The above guidance were all produced with industry input. Please find fact sheets enclosed.

The Ministry of Business, Innovation and Employment has a work programme that will look at the Australian regulations, and how New Zealand should appropriately regulate hazardous work under the new Health and Safety at Work Act 2015.

At this time WorkSafe will also look at its guidance, and whether further improvements can be made.

 

Author’s comment: It is great that the Minister has picked up on why I espouse the merits of the Australian code of practice. I quote from above: “The Australian Code is specifically about preventing falls in housing construction, and also provides specific guidance on safe methods for common tasks such as floor laying, and installing fabricated roof trusses (pages 30-45). WorkSafe’s BPG is deliberately general and does not go into this detail as it is a guide for all industries”.

This is exactly what is missing from the New Zealand regulations, which are vague and deliberately non-specific — and that includes the additional fact sheets.

If New Zealand adopted the specific practical guidance of the Australian document, dollar savings could be made for the consumer without any appreciable loss in safety provisions.

 

Thank you again for writing.

Yours sincerely
Hon Michael Woodhouse
Minister for Workplace Relations and Safety

 

There is another way — if bureaucrats would only listen to those at the coal face.

Builders need certainty and cost-effective ways of keeping their sites and workers safe. The current mish mash of vague guidelines only results in a default position of costly over provision that is wasteful and, frankly, not good enough.

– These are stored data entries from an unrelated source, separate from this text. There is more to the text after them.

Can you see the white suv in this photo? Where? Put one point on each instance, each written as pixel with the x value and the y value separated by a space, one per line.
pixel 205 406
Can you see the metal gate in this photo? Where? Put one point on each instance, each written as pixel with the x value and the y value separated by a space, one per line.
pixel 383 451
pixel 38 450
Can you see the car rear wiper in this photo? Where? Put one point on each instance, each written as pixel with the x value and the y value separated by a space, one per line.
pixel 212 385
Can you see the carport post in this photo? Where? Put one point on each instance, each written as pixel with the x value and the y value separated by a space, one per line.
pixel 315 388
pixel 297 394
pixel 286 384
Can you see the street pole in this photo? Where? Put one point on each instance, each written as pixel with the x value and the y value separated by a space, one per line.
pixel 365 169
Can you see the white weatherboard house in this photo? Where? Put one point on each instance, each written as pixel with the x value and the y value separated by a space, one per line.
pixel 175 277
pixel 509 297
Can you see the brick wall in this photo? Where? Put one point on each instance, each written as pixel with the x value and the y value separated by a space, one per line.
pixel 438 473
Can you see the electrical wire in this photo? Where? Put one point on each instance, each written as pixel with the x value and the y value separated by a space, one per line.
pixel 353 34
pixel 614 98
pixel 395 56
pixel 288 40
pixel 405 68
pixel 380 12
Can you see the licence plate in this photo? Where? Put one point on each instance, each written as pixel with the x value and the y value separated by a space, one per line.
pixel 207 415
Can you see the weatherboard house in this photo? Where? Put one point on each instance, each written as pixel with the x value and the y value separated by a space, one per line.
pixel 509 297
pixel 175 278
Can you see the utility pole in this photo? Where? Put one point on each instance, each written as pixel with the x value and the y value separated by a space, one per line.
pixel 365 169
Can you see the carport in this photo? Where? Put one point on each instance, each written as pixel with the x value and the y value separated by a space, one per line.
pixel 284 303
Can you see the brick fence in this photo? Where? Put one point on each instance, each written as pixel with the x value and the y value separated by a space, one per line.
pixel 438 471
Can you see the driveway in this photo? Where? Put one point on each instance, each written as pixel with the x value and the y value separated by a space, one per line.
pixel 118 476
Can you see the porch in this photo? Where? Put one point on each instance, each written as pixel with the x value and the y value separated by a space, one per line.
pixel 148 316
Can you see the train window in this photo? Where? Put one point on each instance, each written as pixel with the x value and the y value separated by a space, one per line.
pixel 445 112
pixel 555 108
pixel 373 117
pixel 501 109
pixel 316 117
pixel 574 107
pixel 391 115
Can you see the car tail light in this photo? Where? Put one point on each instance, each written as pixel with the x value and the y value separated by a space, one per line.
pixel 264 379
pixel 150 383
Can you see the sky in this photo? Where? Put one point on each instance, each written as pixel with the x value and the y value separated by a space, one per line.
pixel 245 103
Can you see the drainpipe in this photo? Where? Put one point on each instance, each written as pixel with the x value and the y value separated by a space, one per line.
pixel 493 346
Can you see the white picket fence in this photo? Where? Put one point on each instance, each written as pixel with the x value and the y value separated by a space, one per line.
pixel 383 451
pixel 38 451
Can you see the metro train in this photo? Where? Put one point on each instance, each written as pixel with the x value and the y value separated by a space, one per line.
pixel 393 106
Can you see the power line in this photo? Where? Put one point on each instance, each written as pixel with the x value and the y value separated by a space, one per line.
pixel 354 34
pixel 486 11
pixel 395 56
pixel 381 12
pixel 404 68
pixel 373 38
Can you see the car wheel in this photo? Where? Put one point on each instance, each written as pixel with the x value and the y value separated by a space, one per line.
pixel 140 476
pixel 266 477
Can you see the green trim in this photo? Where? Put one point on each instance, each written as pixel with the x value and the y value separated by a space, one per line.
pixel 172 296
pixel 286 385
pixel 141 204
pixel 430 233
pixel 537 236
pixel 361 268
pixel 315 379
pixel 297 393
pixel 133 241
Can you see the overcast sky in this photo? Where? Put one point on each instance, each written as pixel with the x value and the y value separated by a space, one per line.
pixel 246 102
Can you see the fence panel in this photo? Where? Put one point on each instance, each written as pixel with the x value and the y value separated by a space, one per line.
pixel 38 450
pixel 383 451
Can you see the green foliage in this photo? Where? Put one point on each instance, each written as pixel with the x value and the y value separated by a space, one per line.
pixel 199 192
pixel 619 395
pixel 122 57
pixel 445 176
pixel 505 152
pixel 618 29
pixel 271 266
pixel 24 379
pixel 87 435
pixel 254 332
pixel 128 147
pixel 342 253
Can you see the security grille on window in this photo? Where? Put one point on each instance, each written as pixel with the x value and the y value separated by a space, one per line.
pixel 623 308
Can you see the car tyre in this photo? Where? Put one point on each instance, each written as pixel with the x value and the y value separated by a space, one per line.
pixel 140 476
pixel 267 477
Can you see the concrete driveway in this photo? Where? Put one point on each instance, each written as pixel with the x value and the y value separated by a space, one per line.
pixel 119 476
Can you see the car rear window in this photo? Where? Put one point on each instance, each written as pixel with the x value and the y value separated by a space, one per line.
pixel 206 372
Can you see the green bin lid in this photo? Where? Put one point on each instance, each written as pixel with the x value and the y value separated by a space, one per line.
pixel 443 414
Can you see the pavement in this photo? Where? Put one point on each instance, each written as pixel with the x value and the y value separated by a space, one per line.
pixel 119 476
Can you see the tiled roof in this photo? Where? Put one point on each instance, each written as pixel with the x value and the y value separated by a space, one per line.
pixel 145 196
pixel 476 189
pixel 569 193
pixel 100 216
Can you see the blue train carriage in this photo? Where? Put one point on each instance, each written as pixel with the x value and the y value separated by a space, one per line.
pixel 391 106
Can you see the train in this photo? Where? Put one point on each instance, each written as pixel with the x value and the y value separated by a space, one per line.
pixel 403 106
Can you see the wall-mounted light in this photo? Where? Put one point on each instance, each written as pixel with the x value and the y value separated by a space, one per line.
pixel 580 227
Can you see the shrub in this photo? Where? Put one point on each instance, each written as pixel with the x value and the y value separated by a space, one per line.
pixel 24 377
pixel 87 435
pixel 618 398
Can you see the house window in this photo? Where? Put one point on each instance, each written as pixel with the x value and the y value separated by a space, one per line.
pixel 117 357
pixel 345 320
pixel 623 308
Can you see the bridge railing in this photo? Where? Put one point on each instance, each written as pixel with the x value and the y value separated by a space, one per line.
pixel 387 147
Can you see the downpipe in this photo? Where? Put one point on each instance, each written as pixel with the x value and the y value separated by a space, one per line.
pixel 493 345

Expecting individual builders to come up with their own interpretation of what constitutes a safe solution and then have to prove it is misguided and never going to work.

If adopted, the practical measures as outlined in the Australian Code of Practice, could go a long way to providing those answers to safety, certainty and very significant cost savings the consumer deserves.

 

• This article contains the author’s opinion only, and is not necessarily the opinion of the Registered Master Builders Association, its chief executive or staff.